According to an announcement by the US Education Department, the penalty is the largest ever imposed under the Clery Act and comes in conjunction with a 108-page report highlighting how the Lynchburg, Virginia-based school repeatedly misclassified and failed to disclose crimes on its campus from 2016 through 2023.
Federal investigators discovered that the university had prematurely dismissed several allegations of sexual offences as unfounded, "including rape and fondling cases," which deterred some victims from reporting these incidents to the university.
The report stated that the university's failure to "meet its agreed-upon regulatory responsibilities in numerous and serious ways" led to "real harm to members of the campus community" and demonstrated a "lack of institutional control."
Liberty University has been embroiled in multiple controversies recently. In 2021, it sued its former president, Jerry Falwell Jr, son of the founder, for $30m (£23.4m) for allegedly undermining its moral standards by concealing his wife's affair with a pool attendant who attempted extortion.

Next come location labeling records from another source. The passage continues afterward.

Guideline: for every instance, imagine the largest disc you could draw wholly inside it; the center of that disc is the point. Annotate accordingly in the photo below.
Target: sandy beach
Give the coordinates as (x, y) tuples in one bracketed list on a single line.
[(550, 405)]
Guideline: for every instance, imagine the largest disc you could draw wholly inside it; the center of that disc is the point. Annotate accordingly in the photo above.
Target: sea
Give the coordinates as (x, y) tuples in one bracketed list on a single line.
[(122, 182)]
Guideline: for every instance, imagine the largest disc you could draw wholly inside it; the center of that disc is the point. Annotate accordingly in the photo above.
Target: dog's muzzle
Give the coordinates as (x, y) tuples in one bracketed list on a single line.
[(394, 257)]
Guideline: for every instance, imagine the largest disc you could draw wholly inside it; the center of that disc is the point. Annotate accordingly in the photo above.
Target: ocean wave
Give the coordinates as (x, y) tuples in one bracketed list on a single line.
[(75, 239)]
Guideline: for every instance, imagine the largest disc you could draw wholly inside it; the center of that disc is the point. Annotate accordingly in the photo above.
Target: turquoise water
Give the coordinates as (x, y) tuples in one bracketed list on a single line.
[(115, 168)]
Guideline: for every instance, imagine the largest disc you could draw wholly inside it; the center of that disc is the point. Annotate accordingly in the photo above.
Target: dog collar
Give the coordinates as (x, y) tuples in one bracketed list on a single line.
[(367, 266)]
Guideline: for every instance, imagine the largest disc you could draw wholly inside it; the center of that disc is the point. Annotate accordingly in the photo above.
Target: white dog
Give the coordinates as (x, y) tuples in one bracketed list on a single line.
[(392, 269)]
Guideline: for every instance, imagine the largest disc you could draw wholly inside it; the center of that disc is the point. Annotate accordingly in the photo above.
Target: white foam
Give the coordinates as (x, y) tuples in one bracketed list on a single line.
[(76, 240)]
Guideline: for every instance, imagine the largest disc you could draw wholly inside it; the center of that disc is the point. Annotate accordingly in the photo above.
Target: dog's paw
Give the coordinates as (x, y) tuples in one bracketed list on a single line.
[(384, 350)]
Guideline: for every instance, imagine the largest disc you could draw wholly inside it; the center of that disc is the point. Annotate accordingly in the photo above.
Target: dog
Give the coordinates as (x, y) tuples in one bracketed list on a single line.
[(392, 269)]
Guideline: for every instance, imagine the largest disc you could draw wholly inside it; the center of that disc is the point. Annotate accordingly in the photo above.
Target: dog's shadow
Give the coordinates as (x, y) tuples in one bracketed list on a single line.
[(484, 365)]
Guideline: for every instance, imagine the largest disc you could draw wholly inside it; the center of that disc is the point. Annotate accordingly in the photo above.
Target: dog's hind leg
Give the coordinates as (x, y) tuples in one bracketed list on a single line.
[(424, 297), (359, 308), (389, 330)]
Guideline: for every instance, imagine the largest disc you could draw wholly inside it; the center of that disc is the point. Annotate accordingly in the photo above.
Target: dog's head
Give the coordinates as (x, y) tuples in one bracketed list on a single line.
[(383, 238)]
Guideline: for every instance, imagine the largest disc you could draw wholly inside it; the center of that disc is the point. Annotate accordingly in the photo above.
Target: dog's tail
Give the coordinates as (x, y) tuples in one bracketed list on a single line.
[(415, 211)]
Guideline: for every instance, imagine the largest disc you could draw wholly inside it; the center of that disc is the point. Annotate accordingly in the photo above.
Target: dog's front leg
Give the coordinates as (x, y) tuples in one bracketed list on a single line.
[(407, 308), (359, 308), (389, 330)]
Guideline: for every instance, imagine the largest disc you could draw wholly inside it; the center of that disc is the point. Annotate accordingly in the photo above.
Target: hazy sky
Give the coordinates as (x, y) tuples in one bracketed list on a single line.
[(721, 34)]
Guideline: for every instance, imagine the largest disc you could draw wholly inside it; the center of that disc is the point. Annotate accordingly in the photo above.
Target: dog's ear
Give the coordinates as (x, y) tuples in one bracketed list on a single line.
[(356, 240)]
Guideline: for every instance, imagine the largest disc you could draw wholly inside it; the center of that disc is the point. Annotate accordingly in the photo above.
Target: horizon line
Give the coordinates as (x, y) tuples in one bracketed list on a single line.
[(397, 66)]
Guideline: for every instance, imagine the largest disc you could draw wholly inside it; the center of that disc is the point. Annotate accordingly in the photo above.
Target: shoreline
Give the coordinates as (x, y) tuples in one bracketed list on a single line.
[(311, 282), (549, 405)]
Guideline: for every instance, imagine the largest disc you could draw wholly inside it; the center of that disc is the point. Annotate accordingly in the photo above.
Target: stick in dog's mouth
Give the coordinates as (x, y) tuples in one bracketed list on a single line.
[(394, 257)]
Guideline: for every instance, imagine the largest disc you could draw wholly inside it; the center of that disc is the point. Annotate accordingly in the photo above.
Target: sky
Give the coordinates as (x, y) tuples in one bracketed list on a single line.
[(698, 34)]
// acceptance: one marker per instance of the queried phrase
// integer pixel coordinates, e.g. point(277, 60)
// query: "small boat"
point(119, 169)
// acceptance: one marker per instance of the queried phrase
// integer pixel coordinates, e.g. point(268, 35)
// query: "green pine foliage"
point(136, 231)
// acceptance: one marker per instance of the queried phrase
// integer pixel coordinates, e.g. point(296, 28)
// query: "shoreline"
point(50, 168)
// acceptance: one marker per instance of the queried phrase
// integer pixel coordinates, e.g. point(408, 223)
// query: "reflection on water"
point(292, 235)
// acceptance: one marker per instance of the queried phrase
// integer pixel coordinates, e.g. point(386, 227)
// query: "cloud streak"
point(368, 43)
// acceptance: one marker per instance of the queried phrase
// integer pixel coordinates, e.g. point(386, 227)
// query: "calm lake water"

In the same year, twelve plaintiffs known as "Jane Doe" sued Liberty over ongoing safety concerns and re-victimisation following reports of sexual violence, according to Tuesday's Education Department report.
Falwell Jr resigned from leadership positions in 2020 amidst allegations about his links to Michael Cohen, Trump's convicted lawyer; directing a $1.2m (£937,000) piece of university property towards his personal trainer; and years-long disparagement of students, staff and parents in emails to Liberty administrators.
As fallout from the Education Department findings, Liberty has agreed to allocate $2m (£1.5m) over the next two years towards on-campus safety improvements and compliance enhancements. These measures will undergo auditing by an external firm and monitoring by the department.
The department warned that further violations of federal crime-reporting law "could jeopardize the terms of the university's participation in the federal student aid programmes or result in other administrative sanctions."